I am learning the Fruchterman-Reingold algorithm in Boost Graph Library. By reading the document, I know that the algorithm is to compute the positions for all nodes in terms of graph layout, but my problem is I cannot understand the calculation steps of attractive forces in Boost Graph Library.
For example, if the topology is rectangle with height 100 and width 100, each vertex is labelled as string, and the relation between each pair vertex as:
"0" "5"
"Kevin" "Martin"
"Ryan" "Leo"
"Y" "S"
"Kevin" "S"
"American" "USA"
Each row denotes the two labelled vertices are connected. The formula of attractive force for each vertex is supposed to be:
f = (d^2) / k
where d is the distance between two vertices and k is the optimal distances. But I don't understand how to get the distance d in the code of Fruchterman-Reingold in Boost Graph Library. In this example, does it compute the ASCII value difference between each pair vertices as the distance d? (ASCII value of '0' is 48, and ASCII value of '5' is 53. Is it true that Fruchterman-Reingold computes 53 - 48 = 5 as d in BGL?) I really appreciate if anyone can help me.
Furchterman-Reingold implementation takes an IN/OUT topology.
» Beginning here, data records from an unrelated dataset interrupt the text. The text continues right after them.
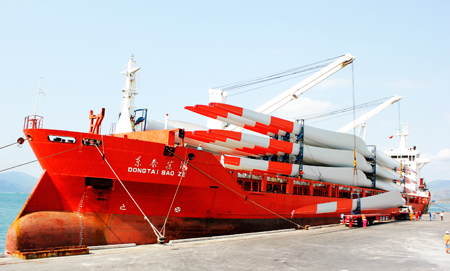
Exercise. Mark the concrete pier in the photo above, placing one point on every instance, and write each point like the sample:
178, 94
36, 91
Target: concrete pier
397, 245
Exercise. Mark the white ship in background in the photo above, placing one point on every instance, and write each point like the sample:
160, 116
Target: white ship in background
410, 158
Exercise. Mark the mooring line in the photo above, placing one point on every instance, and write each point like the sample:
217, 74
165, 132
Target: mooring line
40, 159
243, 196
157, 233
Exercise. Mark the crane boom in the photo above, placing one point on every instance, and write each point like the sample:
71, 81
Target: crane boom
300, 88
370, 114
305, 85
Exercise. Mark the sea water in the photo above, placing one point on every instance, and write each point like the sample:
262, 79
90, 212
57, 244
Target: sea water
10, 206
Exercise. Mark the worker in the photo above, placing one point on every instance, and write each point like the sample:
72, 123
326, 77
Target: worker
166, 121
447, 243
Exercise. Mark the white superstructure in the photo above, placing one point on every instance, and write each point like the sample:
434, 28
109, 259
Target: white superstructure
409, 157
127, 115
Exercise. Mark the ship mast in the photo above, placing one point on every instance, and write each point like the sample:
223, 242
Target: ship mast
127, 115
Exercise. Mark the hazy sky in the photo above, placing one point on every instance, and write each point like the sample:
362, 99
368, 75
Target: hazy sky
186, 47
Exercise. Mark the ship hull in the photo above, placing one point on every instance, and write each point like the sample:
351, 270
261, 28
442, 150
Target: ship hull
98, 195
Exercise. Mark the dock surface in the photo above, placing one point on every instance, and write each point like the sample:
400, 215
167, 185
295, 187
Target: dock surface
396, 245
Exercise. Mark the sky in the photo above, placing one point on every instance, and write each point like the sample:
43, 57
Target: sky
185, 48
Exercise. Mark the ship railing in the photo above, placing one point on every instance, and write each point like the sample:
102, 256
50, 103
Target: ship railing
33, 122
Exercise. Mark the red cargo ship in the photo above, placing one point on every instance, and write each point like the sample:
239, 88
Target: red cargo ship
148, 186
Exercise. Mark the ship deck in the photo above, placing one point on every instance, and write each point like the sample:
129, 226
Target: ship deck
396, 245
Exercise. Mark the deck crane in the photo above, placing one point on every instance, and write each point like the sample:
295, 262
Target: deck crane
360, 121
217, 95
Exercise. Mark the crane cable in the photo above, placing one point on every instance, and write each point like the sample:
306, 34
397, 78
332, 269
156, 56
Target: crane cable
355, 170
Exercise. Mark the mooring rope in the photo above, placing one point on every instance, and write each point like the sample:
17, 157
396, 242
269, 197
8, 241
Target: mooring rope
157, 233
243, 196
19, 141
183, 170
39, 159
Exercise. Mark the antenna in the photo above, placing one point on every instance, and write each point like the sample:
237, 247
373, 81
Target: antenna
37, 96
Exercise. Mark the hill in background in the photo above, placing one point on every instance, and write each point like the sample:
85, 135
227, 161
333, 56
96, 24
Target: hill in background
17, 182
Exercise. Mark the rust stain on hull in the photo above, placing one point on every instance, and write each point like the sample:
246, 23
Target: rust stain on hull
50, 252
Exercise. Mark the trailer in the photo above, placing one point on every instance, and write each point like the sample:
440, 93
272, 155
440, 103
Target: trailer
357, 220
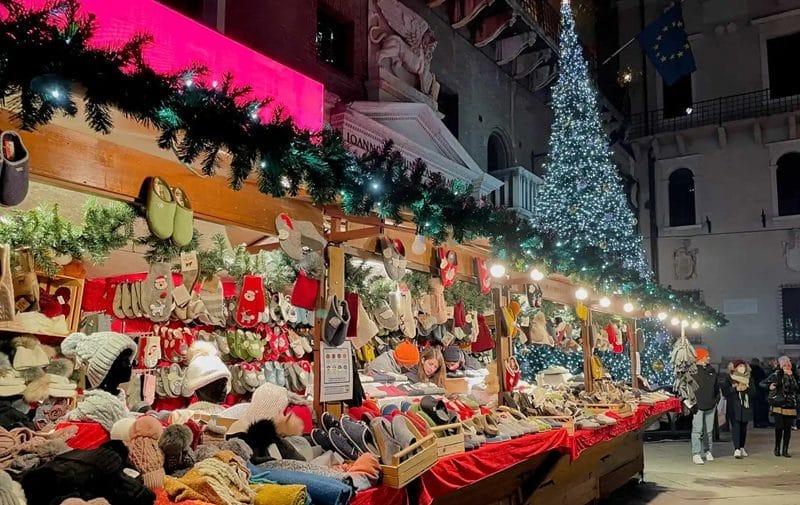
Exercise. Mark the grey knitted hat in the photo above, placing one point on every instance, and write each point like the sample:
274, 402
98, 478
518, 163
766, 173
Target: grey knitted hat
99, 406
97, 351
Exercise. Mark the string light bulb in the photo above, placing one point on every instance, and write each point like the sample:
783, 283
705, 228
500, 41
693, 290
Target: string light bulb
536, 275
497, 270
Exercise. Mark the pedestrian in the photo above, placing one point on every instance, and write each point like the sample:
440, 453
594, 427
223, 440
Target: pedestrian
760, 405
707, 397
739, 390
782, 399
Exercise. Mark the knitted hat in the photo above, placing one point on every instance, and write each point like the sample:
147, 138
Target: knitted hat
452, 354
701, 353
269, 402
205, 367
11, 492
122, 428
99, 406
98, 351
145, 454
406, 354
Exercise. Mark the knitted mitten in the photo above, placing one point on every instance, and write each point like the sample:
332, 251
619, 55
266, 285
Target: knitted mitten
144, 451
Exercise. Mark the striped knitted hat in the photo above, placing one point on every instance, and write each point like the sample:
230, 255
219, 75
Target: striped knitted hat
97, 351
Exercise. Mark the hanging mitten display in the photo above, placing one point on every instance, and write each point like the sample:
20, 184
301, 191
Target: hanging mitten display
252, 301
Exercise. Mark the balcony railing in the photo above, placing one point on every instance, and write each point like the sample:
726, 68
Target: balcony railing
716, 111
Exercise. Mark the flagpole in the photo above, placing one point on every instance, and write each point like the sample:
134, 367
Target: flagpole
633, 39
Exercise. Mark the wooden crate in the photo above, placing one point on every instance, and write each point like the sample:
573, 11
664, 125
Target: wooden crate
449, 444
400, 473
567, 422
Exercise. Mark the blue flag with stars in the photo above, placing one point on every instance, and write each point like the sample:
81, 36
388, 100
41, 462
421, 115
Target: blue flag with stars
666, 44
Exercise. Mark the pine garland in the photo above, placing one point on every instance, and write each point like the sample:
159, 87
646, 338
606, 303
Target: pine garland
45, 54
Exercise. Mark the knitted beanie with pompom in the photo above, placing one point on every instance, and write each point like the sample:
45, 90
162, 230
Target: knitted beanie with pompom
145, 454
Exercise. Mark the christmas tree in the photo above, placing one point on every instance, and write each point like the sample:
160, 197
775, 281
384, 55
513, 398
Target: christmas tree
582, 200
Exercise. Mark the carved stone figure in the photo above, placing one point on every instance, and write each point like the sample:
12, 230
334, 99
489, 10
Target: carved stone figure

It expects the topology to be initialized to some state before execution. The distance passed to the attraction function will be the one from the topology at that iteration.
Note Note that (unless
progressiveis set totrue) Furterman-Reingold will initialize the topology randomly by default (usingrandom_graph_layout).
All the above taken from in the documentation.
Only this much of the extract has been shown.